A government standards agency’s crackdown on potential post-quantum cryptographic algorithms will strongly stimulate the PQC market over the next five years, according to an international research and advisory firm.
In its recently released Post-Quantum Cryptography Applications Analysis report, ABI Research predicts PQC revenue to grow 12% from US$196 million in 2022 to $218.6 million in 2023 and 20% from $328.7 million in 2026 to 2027 395.3 million dollars.
The nascent market will kick into high gear once the National Institute of Standards finalizes its choice of PQC algorithm, the report said.
“NIST is the foremost standards development organization leading PQC algorithm development, and depends on the successful completion of this process, after which work on algorithm integration and protocol updates is advanced by other organizations, industry associations, and open source movements.” “ABI Cyber Security Applications Research Director Michaela Menting said in a statement.
“The progress of work in these forums will be a sign of technology maturity, and the goal for vendors will be to introduce ‘plug and play’ type technologies to their respective industries, allowing commercial integration and ease of adoption.”
Ray Harishankar, quantum safe lead at IBM, told TechNewsWorld, “When NIST announced that it has selected four encryption and digital signature algorithms to build quantum-secure standards by 2024, the field took an important step.” Is.”
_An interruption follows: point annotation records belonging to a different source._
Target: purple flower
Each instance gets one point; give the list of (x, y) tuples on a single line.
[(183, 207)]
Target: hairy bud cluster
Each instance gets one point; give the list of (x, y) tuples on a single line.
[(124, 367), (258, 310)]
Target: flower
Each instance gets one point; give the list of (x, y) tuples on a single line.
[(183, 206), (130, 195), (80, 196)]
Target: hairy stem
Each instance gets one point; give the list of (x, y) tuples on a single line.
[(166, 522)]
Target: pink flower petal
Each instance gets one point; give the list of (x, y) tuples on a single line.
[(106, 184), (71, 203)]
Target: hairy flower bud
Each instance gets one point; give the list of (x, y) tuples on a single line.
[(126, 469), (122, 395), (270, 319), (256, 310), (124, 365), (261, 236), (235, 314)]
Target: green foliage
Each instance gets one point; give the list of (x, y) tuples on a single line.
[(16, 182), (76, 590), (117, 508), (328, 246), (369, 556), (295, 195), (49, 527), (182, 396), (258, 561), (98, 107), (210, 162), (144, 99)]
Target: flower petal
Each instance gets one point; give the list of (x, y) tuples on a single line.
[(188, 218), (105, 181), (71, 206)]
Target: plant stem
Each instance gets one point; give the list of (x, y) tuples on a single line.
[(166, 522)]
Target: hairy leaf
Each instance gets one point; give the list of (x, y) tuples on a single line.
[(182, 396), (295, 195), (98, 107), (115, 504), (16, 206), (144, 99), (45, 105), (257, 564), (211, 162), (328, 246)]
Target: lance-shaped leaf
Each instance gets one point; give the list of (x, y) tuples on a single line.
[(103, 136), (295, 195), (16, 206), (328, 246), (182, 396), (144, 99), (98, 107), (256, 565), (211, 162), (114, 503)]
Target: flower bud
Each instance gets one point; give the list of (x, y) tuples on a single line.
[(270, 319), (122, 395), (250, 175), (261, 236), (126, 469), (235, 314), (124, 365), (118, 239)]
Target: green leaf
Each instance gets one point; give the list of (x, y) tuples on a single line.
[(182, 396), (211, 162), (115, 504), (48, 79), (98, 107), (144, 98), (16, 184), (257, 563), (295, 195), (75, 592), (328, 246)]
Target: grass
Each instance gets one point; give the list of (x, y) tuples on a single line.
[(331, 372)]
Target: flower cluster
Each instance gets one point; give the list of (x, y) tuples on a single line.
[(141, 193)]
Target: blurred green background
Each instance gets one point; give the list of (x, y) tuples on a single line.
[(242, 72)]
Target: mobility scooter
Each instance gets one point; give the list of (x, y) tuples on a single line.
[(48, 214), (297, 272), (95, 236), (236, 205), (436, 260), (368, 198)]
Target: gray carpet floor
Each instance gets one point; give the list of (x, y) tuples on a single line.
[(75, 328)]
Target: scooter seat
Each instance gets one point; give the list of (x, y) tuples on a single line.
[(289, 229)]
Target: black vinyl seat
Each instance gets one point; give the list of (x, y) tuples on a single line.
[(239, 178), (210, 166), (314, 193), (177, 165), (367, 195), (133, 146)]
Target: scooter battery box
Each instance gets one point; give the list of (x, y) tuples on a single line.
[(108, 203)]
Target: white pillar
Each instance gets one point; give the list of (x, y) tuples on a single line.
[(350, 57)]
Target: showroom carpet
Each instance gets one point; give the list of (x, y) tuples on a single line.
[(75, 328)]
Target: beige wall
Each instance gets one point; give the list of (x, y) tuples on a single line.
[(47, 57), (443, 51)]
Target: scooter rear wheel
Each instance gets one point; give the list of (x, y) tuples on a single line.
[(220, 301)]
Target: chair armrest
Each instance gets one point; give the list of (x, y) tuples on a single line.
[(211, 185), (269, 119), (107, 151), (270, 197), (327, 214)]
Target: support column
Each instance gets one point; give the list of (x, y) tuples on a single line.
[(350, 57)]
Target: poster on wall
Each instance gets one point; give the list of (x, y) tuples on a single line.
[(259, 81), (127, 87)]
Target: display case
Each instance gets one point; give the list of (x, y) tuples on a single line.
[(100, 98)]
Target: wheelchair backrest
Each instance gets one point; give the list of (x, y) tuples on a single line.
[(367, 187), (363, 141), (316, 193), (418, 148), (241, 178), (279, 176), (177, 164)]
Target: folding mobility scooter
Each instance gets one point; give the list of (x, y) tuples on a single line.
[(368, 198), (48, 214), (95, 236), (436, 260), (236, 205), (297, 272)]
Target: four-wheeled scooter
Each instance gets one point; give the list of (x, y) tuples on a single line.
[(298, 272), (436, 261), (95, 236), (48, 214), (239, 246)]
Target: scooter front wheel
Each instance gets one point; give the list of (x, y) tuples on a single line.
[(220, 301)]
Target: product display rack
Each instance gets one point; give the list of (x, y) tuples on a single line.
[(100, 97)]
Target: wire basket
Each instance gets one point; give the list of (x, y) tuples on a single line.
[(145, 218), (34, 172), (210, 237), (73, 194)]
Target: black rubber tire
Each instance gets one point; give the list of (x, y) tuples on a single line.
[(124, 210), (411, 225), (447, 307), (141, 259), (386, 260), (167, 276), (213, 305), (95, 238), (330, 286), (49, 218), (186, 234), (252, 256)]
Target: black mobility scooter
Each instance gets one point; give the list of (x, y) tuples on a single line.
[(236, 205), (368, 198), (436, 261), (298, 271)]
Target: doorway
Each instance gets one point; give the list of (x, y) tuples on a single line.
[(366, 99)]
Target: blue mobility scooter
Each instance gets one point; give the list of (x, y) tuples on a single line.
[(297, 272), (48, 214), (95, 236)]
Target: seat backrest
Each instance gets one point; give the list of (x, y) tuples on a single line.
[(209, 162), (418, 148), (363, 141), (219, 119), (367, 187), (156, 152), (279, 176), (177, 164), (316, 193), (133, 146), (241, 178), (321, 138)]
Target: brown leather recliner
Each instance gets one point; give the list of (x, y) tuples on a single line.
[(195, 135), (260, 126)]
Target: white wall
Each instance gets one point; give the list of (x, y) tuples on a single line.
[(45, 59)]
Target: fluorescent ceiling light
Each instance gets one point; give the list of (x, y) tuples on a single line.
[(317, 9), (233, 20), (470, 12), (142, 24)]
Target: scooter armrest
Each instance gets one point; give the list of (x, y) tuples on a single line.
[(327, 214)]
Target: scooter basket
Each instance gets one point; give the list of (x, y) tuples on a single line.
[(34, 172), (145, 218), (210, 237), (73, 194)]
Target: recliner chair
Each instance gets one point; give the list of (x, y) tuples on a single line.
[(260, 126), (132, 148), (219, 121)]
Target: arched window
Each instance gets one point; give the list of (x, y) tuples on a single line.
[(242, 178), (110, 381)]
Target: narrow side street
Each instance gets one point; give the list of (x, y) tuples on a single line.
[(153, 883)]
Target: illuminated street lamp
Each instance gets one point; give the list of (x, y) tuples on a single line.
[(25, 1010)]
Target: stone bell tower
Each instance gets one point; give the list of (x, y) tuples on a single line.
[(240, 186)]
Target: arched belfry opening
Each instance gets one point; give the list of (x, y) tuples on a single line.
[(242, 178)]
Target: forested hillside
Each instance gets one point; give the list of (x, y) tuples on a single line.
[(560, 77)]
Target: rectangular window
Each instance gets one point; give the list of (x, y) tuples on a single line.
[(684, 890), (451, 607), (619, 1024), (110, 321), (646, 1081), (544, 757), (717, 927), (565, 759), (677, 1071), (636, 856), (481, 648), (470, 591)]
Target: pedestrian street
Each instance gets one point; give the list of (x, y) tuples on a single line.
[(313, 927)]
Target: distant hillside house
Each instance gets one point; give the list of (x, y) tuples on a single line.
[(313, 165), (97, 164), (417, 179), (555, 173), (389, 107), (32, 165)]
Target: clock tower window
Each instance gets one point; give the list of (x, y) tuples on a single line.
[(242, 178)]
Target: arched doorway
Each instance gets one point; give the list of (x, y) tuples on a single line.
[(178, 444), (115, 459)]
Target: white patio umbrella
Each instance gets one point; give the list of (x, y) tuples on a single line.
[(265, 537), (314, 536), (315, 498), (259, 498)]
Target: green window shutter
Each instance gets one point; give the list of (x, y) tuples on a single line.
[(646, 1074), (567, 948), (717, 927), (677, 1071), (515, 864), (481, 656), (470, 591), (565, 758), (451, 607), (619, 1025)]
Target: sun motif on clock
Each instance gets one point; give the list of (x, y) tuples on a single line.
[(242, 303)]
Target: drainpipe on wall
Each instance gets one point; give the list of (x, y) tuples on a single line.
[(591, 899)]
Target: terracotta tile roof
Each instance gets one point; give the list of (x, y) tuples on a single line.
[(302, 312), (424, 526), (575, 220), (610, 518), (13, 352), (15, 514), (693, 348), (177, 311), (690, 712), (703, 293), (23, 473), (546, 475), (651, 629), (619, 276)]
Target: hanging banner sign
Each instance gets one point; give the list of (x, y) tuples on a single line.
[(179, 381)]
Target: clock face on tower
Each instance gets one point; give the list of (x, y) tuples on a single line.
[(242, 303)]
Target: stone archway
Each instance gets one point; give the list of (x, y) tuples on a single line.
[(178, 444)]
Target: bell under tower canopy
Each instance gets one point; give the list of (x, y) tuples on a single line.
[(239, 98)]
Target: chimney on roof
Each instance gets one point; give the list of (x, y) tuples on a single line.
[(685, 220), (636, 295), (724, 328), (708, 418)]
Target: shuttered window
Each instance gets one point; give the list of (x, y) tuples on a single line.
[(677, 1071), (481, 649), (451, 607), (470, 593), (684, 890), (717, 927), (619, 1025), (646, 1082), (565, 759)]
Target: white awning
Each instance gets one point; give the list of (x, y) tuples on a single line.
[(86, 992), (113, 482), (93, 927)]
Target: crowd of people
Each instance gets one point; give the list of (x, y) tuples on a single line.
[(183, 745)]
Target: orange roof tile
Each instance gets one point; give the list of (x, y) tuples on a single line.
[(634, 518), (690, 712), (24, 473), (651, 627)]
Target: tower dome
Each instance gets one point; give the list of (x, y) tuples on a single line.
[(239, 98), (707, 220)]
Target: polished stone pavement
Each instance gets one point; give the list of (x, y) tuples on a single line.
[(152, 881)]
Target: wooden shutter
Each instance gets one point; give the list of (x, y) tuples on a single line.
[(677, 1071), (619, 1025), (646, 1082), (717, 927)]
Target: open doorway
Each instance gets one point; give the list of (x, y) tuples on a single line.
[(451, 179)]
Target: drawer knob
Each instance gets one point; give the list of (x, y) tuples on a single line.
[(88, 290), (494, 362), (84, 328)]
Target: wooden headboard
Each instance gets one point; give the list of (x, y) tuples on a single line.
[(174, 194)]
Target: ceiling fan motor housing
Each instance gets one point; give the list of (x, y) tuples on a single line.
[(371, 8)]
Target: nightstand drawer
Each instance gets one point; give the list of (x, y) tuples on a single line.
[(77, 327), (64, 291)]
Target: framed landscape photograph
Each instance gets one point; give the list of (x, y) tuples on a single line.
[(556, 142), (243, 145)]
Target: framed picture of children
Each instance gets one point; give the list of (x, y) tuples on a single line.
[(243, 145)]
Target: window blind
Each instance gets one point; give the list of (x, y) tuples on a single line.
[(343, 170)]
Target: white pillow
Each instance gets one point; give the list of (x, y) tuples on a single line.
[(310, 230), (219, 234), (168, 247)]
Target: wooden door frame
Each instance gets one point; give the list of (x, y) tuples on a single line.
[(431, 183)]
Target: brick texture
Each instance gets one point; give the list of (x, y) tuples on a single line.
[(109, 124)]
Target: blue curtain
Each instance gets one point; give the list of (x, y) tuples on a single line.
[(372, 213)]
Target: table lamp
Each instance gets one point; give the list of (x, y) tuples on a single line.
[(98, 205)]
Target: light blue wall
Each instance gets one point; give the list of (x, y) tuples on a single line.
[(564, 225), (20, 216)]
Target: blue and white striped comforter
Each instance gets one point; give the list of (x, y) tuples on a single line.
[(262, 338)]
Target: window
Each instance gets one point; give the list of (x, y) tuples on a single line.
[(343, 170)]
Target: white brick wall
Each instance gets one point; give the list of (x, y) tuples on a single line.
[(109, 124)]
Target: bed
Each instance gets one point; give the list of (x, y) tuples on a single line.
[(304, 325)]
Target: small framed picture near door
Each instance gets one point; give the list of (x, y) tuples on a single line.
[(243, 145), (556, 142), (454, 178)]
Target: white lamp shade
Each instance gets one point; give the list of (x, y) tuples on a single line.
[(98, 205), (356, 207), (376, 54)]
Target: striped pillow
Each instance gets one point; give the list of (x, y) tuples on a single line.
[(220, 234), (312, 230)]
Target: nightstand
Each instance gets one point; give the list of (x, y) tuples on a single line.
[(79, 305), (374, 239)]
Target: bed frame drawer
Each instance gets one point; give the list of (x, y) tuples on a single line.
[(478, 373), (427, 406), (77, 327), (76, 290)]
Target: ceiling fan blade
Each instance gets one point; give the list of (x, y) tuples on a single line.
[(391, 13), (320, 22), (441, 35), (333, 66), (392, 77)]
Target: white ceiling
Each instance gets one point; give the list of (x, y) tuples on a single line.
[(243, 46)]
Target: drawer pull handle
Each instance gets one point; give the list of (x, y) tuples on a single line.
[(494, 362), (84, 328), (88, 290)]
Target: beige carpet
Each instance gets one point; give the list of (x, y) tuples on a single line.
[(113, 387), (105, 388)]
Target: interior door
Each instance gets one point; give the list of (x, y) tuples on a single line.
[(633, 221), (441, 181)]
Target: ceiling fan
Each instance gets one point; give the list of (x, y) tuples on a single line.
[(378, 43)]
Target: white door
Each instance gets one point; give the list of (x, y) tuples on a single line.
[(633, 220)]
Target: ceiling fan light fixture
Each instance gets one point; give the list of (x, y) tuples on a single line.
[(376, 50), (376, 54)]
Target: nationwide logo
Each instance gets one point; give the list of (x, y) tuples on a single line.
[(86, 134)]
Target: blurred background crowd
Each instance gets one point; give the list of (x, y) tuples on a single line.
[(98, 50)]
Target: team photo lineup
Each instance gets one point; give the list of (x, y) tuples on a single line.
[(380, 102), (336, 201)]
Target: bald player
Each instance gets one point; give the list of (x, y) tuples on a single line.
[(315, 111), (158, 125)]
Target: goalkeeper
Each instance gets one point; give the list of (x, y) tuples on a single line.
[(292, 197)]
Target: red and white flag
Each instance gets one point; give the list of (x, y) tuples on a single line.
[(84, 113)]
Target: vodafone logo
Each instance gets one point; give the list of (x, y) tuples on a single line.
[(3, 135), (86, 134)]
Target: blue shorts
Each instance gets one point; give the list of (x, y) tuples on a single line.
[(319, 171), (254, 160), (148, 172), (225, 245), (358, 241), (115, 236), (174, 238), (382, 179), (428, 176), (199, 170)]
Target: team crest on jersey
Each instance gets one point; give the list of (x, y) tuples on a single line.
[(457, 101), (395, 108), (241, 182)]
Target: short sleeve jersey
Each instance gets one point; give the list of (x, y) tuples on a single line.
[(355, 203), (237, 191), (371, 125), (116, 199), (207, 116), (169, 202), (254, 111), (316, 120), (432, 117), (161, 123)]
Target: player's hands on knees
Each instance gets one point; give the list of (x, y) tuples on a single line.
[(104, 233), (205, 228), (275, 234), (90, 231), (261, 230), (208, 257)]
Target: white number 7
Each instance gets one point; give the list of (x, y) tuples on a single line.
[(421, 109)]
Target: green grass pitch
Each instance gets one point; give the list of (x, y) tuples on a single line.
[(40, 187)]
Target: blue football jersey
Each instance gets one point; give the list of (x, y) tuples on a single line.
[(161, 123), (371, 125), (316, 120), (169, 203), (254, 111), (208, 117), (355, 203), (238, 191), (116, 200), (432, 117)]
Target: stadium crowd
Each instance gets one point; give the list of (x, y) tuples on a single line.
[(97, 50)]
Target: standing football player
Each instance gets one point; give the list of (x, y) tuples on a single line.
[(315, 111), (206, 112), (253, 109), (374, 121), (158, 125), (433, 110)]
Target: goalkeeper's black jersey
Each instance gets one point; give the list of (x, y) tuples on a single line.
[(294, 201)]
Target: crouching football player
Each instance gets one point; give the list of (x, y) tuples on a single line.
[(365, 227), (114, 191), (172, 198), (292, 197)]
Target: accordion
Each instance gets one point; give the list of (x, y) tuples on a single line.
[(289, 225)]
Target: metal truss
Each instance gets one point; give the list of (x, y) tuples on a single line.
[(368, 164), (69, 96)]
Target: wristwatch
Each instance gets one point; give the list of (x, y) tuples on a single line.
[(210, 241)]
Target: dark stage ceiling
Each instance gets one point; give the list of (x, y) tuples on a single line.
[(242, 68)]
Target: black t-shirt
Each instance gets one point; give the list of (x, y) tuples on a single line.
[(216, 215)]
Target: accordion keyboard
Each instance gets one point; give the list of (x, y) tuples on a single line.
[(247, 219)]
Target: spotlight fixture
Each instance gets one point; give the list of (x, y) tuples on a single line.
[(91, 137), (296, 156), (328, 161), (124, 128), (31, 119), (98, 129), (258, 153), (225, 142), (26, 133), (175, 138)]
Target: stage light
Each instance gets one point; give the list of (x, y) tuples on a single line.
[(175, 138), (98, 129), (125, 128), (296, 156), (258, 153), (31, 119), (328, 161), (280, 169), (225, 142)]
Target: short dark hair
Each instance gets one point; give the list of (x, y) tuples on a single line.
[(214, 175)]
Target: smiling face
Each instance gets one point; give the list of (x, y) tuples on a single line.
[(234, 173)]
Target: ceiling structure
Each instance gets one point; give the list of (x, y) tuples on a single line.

Preparing for PQC Migration
The ABI’s growth forecast was not surprising to some in the quantum domain. “Since the latest NIST announcement, the cork has partially come out of the bottle,” Ben Packman, senior vice president of strategy at PQShield, a cryptography standards developer in Oxford, UK, told TechNewsWorld.
“They were a lot of people who were waiting to see what NIST would announce to think about their plans for migration to PQC,” he explained.
“I say out of the bottle partly because until those standards are ratified in 2024 – it is just the promise of a standard. Still, it allows people to plan with some certainty, ” They said.
When the standards are finalized, they will have a significant impact on the technology industry because everyone from vendors to standards bodies relying on cryptography will need to adapt to the changes and updated protocols, Samantha Mabe, product marketing management for Entrust Director, an identity solutions provider from Shakopee, Minn., explained to TechNewsWorld.
Post CEO Anderson Cheng said, in addition to vendors and standards bodies, anyone who needs to keep a secret for more than 10 years needs to follow NIST’s work closely, because that time period is at quantum risk. Well within the time limit. Quantum, a quantum-secure encryption, blockchain and digital identity company based in London.
Cheng told TechNewsWorld that the NSA, GCHQ, DOD and MI6 are seeing their encrypted data stolen right now. “From time to time, their internet traffic is being diverted to some Eastern European country for two or three hours at a time and then back to normal. The consensus is that Russia or some adversary is conducting rehearsals to suck up the data and decrypt it later.
NIST is not alone in crafting cryptography standards for the post-quantum era. “Work is also underway at other standards bodies – such as the IETF – to update secure message formats – such as S/MIME email and code signing – and secure protocols – such as TLS – to adopt PQC, which includes hybrid cryptographic data structures. including formalizing systems — such as composite certificates — for those who don’t think they’re ready yet to put all their eggs in the post-quantum basket,” Mabe said.
Achieving the revenue growth forecast by ABI will require overcoming several challenges. For example, the PQ solution state is likely to remain unstable for some time. Mabe said, “While we move to PQ-safe algorithms today, we must acknowledge that they are a less mature set of algorithms and that it is important to remain agile as they may still need to change in the future. “
The technology demands posed by PQC solutions will be a challenge for both vendors and customers. Mabe pointed out that organizations will need to do a health check on their technology and the cryptography that exists in their infrastructure today to ensure that they have the right scale to support the additional computing power required by these new algorithms. There are other technologies.
Another challenge facing PQC will be the breadth and diversity of existing commercial cryptographic applications. For example, migrating to something like TLS is relatively simple. You add new cipher suites to the list, and if both peers support it, it is used. Otherwise, you go down the list that both partners support.
“Contrast that with data warehouses containing encrypted data over the last 30 years or with PKI-enabled ID badges, ePassports or gift cards,” Mabe said. “You can upgrade the card to PQ, but what happens when it encounters a terminal that hasn’t been upgraded since 2015?”
Packman said that PQC requires a change in the way people think about implementing cryptography. “In the past, people would cook in something and forget about it,” he explained. “With the advancement of computers, it is now clear that things need to be constantly updated over time. There needs to be some agility in the way people implement cryptography. Different types for different types of scenarios. will have algorithms.”